Heads up for later weeks. This lab uses a simplified grain: every invoice has at most one payment row (with one designed exception you'll discover). Real B2B AR systems often have one-to-many and many-to-many invoice-to-payment relationships, a deposit split across several invoices, or one invoice paid by several deposits. Handling those properly takes a junction table and more careful JOINs. We'll cover that in Week 5+. For now, you're seeing the simpler case on purpose.
About Void status, and a known limitation of the dataset. Void in this dataset means cancelled, the invoice was withdrawn after issue. The stored row stays in the table for the audit trail; the balance does not. Voided invoices are excluded from the aging report (no money is owed) and from cash-application sums.

One thing the data does not tell you: when the void was posted. Our invoices table records the current status only, there is no voided_at timestamp. That matters in Part 4: when you see a Void invoice with a payment against it, the data alone cannot say whether the payment came before or after the void. You can only say the two disagree. The diagnostic move is to flag the row for the controller and pull the supporting documents.

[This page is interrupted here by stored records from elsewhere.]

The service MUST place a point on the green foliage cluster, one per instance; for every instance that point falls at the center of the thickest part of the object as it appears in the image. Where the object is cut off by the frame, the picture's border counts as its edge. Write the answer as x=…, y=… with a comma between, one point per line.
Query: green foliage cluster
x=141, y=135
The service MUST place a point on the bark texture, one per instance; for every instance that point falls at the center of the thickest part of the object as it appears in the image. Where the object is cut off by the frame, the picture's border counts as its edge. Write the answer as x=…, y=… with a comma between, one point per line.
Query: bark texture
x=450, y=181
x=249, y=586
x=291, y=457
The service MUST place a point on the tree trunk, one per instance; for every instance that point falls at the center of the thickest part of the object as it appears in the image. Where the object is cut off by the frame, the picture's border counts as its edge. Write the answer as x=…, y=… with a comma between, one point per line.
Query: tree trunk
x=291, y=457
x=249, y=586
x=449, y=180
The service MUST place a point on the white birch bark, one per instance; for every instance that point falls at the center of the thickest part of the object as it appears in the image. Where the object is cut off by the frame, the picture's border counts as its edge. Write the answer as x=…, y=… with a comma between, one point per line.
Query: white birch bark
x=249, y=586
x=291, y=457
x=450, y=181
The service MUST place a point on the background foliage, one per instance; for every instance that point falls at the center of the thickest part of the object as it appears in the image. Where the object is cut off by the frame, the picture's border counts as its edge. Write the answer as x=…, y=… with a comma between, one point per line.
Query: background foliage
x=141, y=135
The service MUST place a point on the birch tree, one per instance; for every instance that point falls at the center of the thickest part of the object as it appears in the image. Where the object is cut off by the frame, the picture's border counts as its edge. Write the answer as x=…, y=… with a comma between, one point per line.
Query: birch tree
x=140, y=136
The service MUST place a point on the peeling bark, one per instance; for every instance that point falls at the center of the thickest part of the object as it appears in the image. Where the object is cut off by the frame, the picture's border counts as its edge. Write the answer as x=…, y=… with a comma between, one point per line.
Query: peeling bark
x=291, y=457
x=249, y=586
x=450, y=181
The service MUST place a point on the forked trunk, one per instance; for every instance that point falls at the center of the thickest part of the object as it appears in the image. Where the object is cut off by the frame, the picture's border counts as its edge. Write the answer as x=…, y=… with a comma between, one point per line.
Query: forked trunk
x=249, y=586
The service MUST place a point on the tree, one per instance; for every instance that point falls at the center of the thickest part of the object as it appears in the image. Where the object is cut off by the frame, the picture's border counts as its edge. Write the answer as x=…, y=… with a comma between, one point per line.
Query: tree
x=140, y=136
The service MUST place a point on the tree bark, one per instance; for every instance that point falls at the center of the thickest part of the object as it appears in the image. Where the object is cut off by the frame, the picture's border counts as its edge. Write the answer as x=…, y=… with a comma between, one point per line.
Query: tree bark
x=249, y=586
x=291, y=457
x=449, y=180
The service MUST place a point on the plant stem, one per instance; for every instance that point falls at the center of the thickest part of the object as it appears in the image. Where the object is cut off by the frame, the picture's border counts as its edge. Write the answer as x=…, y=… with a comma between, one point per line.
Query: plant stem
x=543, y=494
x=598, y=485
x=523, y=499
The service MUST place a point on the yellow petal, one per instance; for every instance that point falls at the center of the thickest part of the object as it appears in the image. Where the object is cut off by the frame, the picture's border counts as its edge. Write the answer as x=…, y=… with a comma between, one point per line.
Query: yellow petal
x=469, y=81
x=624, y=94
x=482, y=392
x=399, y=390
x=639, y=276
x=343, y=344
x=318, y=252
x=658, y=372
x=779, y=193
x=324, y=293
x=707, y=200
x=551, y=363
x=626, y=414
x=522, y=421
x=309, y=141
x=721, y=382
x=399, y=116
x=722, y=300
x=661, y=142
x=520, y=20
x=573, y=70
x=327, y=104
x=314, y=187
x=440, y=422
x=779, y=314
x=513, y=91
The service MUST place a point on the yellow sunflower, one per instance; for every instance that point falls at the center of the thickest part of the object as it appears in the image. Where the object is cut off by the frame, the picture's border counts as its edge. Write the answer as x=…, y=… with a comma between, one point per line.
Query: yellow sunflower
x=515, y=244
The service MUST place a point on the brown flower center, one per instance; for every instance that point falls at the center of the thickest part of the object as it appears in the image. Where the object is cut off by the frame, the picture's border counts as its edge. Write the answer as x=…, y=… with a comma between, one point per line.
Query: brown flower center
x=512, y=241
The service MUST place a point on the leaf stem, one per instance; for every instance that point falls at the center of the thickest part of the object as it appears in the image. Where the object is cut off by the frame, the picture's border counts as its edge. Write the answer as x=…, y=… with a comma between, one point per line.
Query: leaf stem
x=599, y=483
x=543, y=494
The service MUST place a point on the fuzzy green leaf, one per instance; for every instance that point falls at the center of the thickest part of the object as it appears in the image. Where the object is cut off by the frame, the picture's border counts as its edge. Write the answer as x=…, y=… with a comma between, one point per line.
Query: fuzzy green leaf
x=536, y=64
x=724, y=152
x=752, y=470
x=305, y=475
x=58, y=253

One more note: this dataset has no effective-dated status log. Stored status is the current value only, if an invoice is voided today, we lose the ability to ask "what status was it on 2025-12-31?" Production AR systems solve this with effective-dated status logs; we don't have those here. The discipline (which the Homework exercises): when you freeze a historical aging snapshot, freeze it as values, not as a recomputing formula, so the number you cited stays cited.

0.2, Pre-lab interactives

Five pieces, all in your browser. Strongly recommended before you start the lab if SQL is new to you.

Tight on time? Minimum on-ramp: walk aging_builder.html (the SQL trainer that lands exactly the query you'll recreate in HW 3) and walk Lessons 1, 3, and 5 of the Excel concepts trainer (SUMIFS, chained XLOOKUP, the cutoff cell). The rest is reference you can pull up as you hit each part.
The 1:n trap. When two rows on the right of a join match the same row on the left, your row count doubles, and so does any SUM you compute. The JOIN trainer demonstrates this with a one-button toggle. You will see it again in HW 3 if you aggregate on the wrong side of a SQL join.

0.3, Cheat sheets

Keep these open in tabs while you work.

0.4, The kickstart prompt (TLDR)

If you'd rather start in the LLM and pull context as you go, the button below copies a minimal-essentials prompt to your clipboard, the lab's idea, the five-table schema in compact form, the single Excel deliverable, and a link to the cheat sheet. Paste it into ChatGPT, Claude, or Gemini and you have enough to land the headline parts of the lab even if you have not walked the trainers.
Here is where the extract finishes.